I've got 21 more pictures of Holiday World I want to share and to break them up logically I'm just going to do seven at once the next couple entries. So, you know, enjoy.
Themed elements at Holiday World. The rhino statue is near the water park. I do not know, but I suspect, it might have once been at the Giraffica ride that closed a few years ago.
Also near the water park, a mock gorilla. Pretty big one, too; it's taller than I am without even standing up.
Look out, it's entertainment! A squad of people encouraging the crowd to do fun stuff like be around hula hoops, spotted wandering around Halloween. All the people with hoops are performers. There wasn't a large crowd when this got started.
Test seat: Failure. From outside the Raven wooden roller coaster.
Is anything more interesting than rides that've been disassembled?
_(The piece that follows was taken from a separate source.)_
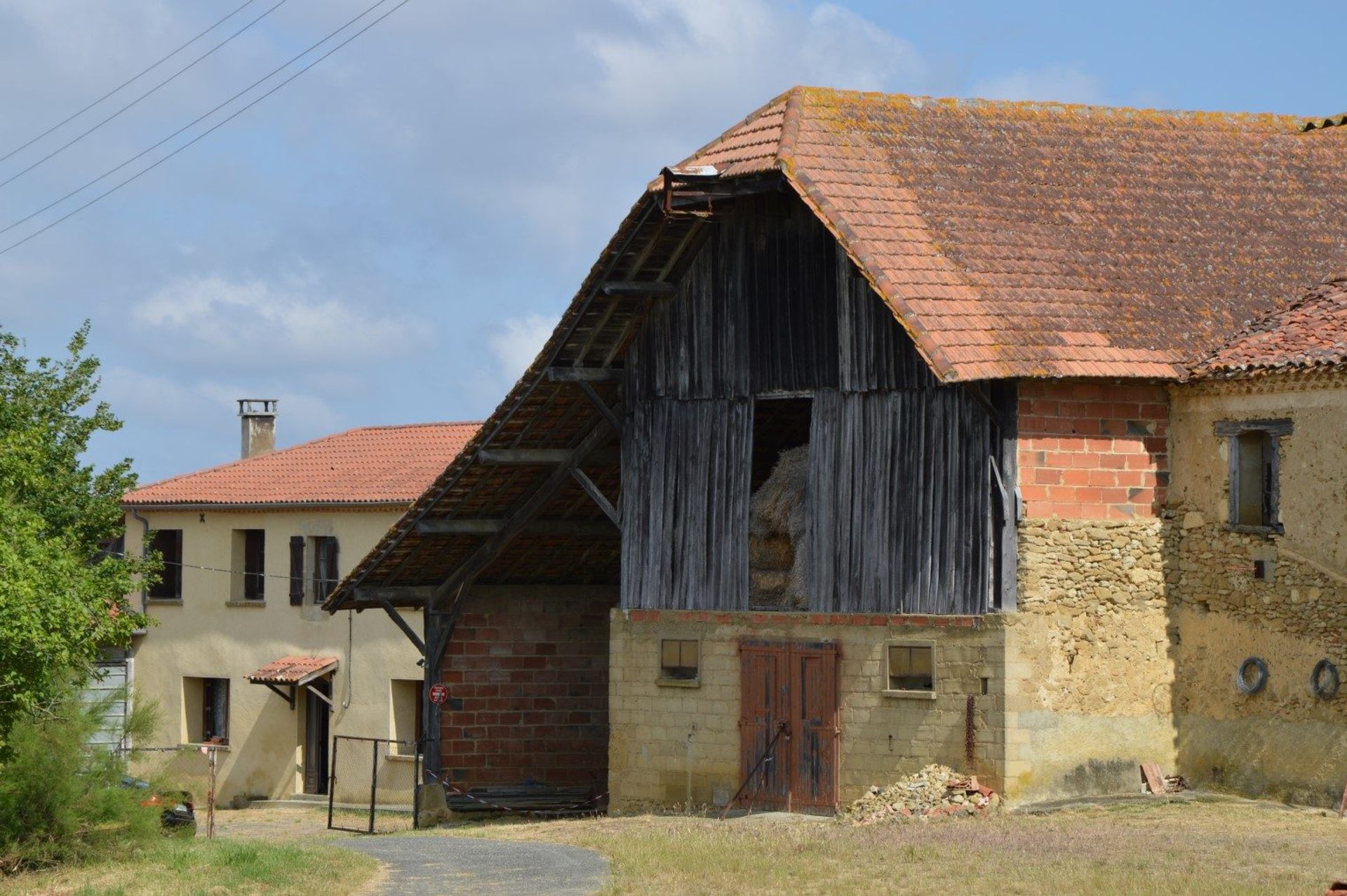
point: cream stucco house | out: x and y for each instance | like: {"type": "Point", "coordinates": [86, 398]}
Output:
{"type": "Point", "coordinates": [241, 654]}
I mean if you aren't actually looking to ride something specific. This was, I think, a Monster ride, one of those ones with lots of spinning carts on the end of limbs that go up and down.
The high dive show takes a break from its comedy bits to do some people plummeting.
And in the high dive show people plummet while wearing outfits. And making ostentatious poses.
Trivia: The recipe for reinforced concrete (ten inches thick) as recommended by the Lincoln Highway Association was, when the committee began work in late 1920, two years old. Source: The Big Roads: The Untold Story of the Engineers, Visionaries, and Trailblazers who Created the American Superhighways, Earl Swift.
Currently Reading: Flash Gordon On The Planet Mongo, Alex Raymond, Don Moore. Editor unnamed. And then you come to the bit where Dr Zarkov is nearly defeated by madness-inducing flying squirrels.